If you are familiar with Reaper, then Ardour would probably be a better replacement than Audacity. Both Reaper and Ardour are “real-time DAW” applications, whereas Audacity is a WYSIWYG audio editor. Ardour ‘should’ be pretty stable so long as your hardware is fully supported (particularly important is that your sound card is fully supported, and this applies equally to running Audacity).
For running Ardour, it is highly recommended that you use Jack audio system. Setting up Jack can be a pain, but well worth the time and effort once it is set up. If you are intending to mostly use your computer for media production, there are benefits to using one of the Linux distributions that are optimized for media production such as AV Linux, KX Studio, Ubuntu Studio …
Note that a Linux based audio studio is a ‘minority interest’, especially in comparison with Windows and Mac. Consequently you will quickly discover that there are few big companies to set things up for you - you can’t just hand over a fistful of dollars in exchange for a fully configured Logic / Sonar / Cubase system. On the other hand, if you like to roll your sleeves up and spend time finding and configuring the pieces of your e-studio yourself, then Linux can provide a hugely powerful and flexible set of tools which can be configured the way that “you” want.
To answer your question directly, Freeverb3 includes convolution reverb (uses impulse files to generate reverb via convolution). Unfortunately ready made Freeverb3 plug-ins are quite rare, but I read that one is included in KX Studio.
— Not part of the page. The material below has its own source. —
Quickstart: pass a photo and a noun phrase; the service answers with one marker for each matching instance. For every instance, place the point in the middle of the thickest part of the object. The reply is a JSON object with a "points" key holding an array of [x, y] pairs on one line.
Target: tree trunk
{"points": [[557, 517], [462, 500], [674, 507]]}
As a more general point, Calf Studio Gear provides an excellent set of high quality plug-ins, but unfortunately the current versions are not yet supported by Audacity (they work fine in Ardour).
I am really liking the Linux setup, some of the software is great. I think i’m just looking for one program fits all; even though i never had this on windows either. I’m not looking for anything pro; more like bedroom musician. I will continue as I were but replace reaper with ardour. Ardour seems to be everything I want.
I do really like the simplicity of audacity and some of the tools like spectrum analysis have really helped.